2024年2月6日

 

 パー券裏金事件の全容を解明しますと表明している自民党、その自民党が全議員を対象にしたアンケート調査がひどい!

 議員アンケートの質問は、少なくとも、パー券裏金作りはいつから、誰の勧めによって始めたのか、その使途は、使途を明らかにできないとすればその理由、を問うものでなくてはならなかったはずだ。

 しかし、実際のアンケートはたった2問で、収支報告書記載漏れがあったかどうか、あったとすれば5年間の各年記載漏れ金額はいくらだったか、というだけのものだった。

 この事件で起訴された議員が少数であったからといって、それ以外の議員が無罪ということではない。

 起訴が猶予されたのであって、あるいは捜査が手控えられたのであって、多数の議員は犯罪者なのである。

 そして、パー券収入だけではなく、受け入れ元、支払い先を明らかにしないで済むカネを欲しがる体質をもっている議員が多数、自民党には存在しているのではないかと疑われているのである。
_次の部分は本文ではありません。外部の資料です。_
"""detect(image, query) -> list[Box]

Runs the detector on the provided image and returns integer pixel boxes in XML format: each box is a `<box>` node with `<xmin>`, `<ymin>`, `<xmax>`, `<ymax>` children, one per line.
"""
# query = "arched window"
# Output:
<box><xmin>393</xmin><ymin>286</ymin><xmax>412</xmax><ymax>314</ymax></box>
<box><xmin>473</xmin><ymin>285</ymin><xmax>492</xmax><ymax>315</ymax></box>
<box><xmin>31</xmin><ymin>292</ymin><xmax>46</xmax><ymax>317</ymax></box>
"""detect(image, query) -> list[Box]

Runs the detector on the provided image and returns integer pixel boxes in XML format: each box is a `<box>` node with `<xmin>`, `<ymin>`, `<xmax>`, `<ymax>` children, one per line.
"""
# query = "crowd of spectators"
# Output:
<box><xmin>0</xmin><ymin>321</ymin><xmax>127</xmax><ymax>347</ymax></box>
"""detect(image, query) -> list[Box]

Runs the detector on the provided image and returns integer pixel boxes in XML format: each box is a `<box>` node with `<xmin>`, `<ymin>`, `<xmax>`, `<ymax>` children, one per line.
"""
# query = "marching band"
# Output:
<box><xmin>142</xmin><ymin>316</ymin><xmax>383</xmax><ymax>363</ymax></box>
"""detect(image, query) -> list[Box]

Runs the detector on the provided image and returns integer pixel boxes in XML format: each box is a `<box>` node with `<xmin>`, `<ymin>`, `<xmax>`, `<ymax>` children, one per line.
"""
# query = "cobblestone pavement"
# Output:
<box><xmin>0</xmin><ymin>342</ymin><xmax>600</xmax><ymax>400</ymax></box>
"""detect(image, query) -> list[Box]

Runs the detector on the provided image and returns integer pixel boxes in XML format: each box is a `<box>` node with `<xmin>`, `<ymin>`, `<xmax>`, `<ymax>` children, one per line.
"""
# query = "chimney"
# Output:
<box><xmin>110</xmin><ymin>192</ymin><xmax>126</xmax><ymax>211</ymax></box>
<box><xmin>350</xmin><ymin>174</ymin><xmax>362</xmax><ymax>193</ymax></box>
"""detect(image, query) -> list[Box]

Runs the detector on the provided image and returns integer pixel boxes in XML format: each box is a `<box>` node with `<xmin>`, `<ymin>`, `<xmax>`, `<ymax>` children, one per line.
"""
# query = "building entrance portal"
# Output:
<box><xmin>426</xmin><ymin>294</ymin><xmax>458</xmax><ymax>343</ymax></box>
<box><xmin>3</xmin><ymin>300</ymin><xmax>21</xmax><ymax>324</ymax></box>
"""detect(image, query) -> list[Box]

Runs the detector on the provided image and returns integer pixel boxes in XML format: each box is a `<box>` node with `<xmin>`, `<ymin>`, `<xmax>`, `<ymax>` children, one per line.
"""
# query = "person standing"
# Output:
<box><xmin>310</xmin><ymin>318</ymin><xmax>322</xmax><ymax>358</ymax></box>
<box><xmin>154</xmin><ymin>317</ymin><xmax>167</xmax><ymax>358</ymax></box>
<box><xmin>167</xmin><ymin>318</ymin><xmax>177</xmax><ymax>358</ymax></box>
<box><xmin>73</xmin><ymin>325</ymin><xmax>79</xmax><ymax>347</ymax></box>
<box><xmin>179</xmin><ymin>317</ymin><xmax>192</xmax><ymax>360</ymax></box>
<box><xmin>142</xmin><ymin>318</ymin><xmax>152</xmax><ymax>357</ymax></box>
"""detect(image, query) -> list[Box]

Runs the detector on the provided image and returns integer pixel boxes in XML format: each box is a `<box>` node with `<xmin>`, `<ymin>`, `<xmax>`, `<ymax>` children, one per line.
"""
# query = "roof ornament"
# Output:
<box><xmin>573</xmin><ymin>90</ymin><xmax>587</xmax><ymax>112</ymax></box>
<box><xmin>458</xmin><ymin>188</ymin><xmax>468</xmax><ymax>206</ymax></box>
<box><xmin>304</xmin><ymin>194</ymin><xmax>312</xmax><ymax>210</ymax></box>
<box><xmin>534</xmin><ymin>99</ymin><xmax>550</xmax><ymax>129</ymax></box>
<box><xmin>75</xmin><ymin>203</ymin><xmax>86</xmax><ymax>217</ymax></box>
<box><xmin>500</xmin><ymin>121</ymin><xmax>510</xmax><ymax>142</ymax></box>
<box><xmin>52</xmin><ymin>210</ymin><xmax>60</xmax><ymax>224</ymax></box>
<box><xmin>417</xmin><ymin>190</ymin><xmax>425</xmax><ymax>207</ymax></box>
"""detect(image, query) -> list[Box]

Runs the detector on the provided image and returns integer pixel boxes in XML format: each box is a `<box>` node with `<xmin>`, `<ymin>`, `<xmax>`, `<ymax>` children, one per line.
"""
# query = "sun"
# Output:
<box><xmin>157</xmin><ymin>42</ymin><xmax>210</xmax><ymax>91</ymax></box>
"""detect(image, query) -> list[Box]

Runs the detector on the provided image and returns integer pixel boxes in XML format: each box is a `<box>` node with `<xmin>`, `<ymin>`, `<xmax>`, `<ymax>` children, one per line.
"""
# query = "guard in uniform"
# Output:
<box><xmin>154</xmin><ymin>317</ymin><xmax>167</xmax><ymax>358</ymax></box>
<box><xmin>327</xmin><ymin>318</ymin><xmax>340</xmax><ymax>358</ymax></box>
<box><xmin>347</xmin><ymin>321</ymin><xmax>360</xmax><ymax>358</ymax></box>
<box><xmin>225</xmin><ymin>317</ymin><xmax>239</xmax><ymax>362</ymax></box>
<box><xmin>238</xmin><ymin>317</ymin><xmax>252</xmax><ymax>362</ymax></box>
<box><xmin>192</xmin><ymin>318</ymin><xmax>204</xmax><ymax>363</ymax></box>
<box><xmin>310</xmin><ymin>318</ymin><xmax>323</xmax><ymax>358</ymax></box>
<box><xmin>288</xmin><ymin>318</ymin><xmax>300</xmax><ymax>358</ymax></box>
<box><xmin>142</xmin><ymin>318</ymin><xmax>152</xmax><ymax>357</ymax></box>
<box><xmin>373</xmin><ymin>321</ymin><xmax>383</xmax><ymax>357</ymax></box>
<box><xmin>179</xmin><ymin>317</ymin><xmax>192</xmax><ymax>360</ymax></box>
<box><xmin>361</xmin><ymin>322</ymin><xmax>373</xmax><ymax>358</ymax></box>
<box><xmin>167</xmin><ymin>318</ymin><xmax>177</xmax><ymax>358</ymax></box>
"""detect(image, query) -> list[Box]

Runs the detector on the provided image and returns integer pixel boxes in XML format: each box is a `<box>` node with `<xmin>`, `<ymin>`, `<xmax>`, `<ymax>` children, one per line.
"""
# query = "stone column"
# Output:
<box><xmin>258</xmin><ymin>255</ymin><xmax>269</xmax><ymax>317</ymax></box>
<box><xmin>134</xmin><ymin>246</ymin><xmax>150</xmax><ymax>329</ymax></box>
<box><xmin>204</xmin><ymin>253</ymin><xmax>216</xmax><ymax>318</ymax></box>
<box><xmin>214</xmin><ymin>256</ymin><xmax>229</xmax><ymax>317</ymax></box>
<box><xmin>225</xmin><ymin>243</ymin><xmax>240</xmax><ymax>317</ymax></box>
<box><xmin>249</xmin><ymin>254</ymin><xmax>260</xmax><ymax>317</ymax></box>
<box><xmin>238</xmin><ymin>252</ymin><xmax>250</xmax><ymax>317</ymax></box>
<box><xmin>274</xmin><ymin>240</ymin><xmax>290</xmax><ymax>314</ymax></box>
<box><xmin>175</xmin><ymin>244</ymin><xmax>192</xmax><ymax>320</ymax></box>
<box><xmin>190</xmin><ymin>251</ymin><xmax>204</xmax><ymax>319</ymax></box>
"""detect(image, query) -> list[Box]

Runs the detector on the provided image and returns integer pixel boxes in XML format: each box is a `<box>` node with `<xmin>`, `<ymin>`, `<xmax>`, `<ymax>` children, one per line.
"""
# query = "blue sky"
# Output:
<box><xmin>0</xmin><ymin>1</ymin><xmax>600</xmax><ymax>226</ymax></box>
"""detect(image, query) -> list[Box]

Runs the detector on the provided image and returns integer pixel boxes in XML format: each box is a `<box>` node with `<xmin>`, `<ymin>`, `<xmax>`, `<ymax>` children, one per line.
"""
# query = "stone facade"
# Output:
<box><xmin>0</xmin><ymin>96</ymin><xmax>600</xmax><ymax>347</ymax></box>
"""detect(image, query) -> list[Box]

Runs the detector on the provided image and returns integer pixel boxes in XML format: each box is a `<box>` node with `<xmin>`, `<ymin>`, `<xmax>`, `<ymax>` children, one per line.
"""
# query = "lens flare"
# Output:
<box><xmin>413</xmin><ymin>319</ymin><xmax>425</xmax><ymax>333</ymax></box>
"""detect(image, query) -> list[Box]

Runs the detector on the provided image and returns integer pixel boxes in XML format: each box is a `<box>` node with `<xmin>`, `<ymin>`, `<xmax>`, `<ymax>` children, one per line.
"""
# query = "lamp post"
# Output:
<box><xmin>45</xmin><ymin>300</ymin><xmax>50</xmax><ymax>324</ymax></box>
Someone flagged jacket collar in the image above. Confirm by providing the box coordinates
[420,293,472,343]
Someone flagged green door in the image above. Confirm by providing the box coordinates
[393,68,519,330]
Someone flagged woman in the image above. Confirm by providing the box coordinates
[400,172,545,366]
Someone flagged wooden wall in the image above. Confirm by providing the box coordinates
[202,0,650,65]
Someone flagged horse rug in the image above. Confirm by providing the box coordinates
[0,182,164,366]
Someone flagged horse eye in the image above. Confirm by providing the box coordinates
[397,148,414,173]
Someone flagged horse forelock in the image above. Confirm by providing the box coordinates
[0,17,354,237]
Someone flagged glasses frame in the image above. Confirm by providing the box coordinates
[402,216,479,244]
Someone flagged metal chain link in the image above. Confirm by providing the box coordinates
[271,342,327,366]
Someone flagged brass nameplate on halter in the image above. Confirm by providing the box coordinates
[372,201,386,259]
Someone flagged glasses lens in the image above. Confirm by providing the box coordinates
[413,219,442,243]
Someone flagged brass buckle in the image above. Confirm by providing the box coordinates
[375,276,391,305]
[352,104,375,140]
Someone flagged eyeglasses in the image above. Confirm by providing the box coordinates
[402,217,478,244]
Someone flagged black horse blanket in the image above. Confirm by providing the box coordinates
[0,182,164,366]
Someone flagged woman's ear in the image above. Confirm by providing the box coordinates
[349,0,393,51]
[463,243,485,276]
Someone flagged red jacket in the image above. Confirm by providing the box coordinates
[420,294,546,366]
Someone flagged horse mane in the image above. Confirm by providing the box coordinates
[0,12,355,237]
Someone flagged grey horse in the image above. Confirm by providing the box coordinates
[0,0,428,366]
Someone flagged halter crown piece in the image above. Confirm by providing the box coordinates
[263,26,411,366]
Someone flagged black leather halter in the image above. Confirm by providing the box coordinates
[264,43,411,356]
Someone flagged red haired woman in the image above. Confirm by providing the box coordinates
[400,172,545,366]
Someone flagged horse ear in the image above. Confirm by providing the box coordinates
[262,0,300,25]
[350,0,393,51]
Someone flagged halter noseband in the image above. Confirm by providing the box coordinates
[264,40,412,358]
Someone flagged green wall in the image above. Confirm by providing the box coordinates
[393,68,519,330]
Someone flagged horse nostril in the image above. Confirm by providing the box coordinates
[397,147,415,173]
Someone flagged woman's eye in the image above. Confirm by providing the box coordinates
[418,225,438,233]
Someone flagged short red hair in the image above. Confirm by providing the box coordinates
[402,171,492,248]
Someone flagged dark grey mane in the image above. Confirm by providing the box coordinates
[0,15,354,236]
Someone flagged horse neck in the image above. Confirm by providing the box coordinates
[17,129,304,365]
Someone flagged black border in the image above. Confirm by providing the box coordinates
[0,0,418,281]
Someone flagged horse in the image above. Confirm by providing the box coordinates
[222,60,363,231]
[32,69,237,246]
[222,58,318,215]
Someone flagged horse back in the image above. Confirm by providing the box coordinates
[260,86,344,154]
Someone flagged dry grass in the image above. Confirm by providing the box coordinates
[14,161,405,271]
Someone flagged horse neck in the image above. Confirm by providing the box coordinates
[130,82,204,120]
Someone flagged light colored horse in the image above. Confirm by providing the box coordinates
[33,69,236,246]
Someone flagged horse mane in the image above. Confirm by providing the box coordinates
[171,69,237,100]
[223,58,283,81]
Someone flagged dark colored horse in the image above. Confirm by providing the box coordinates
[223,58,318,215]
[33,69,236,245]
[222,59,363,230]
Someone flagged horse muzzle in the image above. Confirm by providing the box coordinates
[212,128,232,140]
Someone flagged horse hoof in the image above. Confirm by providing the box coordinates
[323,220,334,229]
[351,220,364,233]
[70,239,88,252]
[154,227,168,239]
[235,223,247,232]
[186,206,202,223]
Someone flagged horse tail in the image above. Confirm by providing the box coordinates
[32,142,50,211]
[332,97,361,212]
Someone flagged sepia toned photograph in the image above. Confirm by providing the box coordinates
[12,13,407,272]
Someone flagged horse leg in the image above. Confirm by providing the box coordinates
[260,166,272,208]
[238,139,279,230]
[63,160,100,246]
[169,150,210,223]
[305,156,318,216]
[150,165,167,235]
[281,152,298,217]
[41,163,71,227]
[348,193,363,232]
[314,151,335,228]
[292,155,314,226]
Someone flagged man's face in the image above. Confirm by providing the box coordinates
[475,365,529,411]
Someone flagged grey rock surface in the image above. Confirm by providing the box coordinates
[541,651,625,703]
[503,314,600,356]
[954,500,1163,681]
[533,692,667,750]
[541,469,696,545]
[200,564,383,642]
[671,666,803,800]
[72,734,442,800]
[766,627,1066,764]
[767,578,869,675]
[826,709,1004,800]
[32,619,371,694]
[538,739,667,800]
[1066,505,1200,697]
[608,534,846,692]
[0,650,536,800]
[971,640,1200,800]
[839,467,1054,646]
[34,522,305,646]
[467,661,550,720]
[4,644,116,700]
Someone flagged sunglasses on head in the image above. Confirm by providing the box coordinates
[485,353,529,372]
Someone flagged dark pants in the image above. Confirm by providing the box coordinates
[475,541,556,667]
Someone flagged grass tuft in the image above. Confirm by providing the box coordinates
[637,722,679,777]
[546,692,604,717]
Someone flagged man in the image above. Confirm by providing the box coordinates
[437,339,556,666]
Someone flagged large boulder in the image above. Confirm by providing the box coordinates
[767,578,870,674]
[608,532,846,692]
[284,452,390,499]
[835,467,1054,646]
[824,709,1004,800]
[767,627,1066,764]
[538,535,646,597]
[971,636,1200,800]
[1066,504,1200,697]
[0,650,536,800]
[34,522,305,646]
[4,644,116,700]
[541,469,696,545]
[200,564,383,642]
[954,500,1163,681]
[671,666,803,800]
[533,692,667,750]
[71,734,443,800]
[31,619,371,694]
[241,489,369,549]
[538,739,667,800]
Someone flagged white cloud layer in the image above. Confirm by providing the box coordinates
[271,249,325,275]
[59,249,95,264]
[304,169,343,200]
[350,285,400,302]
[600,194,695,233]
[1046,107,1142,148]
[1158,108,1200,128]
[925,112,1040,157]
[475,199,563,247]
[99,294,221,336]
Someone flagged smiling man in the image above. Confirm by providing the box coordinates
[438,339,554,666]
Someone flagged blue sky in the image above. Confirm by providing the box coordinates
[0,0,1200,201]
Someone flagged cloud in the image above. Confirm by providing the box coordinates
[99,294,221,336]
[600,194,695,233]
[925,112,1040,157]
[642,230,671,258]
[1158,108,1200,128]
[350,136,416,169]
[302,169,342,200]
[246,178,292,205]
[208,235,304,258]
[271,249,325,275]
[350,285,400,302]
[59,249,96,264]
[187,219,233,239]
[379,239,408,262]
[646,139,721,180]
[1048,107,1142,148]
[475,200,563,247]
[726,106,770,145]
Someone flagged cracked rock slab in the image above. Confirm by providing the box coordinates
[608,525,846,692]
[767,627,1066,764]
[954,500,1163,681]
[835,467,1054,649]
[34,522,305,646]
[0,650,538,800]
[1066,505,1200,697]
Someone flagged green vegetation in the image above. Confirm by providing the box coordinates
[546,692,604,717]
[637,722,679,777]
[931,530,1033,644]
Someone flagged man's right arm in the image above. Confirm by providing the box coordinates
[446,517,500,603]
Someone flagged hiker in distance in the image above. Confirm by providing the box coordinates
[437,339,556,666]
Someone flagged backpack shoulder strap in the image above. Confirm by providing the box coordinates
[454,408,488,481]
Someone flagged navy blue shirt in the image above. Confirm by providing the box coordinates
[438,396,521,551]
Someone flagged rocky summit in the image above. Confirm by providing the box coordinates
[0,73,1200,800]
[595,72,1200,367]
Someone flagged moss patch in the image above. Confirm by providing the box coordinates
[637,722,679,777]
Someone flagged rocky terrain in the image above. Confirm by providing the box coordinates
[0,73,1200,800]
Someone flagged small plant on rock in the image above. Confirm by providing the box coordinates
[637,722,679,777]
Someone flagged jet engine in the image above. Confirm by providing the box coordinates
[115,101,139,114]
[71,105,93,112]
 補助事業採択、融資あっせん、官庁調達、制度改革、あるいはその阻止等々の陳情の場面で、封筒入り現ナマが日常的に自民党議員のポケットに入っていたのではないかと再び疑われるようになっているのである。

 議員としての資格が根本から問われているのである。

 「肉を切らせて‐‐‐‐」という言葉があるが、無傷で事態を乗り切ることを断念し、切られる肉の量を最小化するという心づもりでなければ、自民党は「骨まで切られ」てしまう。

 相当な覚悟をもたないと自民党という政党の存在も危うくなると認識して取り組まなければならない事態である。

 その認識と覚悟がまったく岸田首相には欠如しているようだ。そうとしか考えられない。

 「東山三十六峰、逃げるが勝ち」というつもりがあるようだが、考えが甘すぎる。

 政治家としての相場観が狂っている。

 

 このアンケートの内容のひどさを見て筆者は、もはや時すでに遅しの感をもつに至っている。

 自民党は楽観組と深刻組に分裂するのではないだろうか。すなわち、本件は自民党内にとどまらず、政界再編にまで至るのではないだろうか。